Black poured her a glass of water. “Got anything stronger?” she said, and Joe shot her a look.

“She was nervous about askin’ me,” Raine said.

“What’d she ask you?”

“How to do shit.”

Joe stared on, his gaze hard to read, his shoulders low and his hands jammed into his pockets. Raine twisted the ring she wore, the ring with the blue stone. Summer wore a matching one.

“How to do what?” Black said, willing her not to look at Joe, to stay with him and with Summer.

“Like how to get a boy to notice you.”

“All right. And you know more about that sort of thing.”

“I ain’t a slut,” she said, nose turning up as she glared at Black.

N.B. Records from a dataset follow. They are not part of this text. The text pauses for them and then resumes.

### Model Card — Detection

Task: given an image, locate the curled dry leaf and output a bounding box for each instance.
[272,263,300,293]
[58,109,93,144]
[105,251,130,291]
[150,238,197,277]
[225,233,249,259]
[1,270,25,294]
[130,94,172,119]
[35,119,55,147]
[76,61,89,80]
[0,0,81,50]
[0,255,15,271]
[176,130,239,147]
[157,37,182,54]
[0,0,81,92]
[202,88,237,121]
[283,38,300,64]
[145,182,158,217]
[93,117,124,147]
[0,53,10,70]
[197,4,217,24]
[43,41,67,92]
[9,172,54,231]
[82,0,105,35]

Black shook his head. “That’s not what I meant, Raine. I just meant that Summer thought she could turn to you for that kinda thing.”

“I guess. She ain’t got experience of datin’. ’Cept this ain’t what it was.”

“What was it then?”

“She said the guy was older. Much older.”

Black felt the tension.

“This boy –”

“Man,” Raine said. “It weren’t a boy.”

“She didn’t tell you his name?”

“She wouldn’t. Said he’d get into shit.”

“You must’ve wanted to find out.”

“I thought she was lyin’ at first. I thought maybe she’d made the whole thing up, read it in a book and wanted to live it or somethin’.”

Black thought of Samson, with his funny ways and ten-dollar boots, that pallor of sickness, halo not horns. He thought of Summer Ryan, gifted and gold. No way it fit, however he tried to see it.

“What did you tell her?”

Raine glanced at her daddy.

“You want to step out for a while, Joe?” Black said.

Joe shook his head, managed to smile at Raine, which was an ask, but Black was grateful.

“I told her to smell nice, boys like perfume.”

“That perfume we found in her bedroom –”

“It weren’t mine. I know what Momma reckoned . . . she don’t never believe me.”

“You know where Summer got it?”

Raine shrugged. “I figured maybe this guy bought it for her. It looked fancy, expensive.”

“What else did you tell her?”

“To wear some lipstick, ’cause that makes them think of your lips, which makes ’em think of kissin’ your lips.”

Black smiled. “That makes sense. That all?”

Raine looked down. “She . . .” Raine’s voice shook a little. “She asked me what kinda underwear they like.”

Joe moved fast, so fast he was out the door before Black could get to his feet.

Black heard Milk yell something but by the time he made it to the door Milk was on his ass, his nose a mess of blood.

Black followed the steps down quick and heard heavy thumps, fast and solid.

He found Joe outside Samson’s door, hammering it with red fists, streaks of blood against the hard white.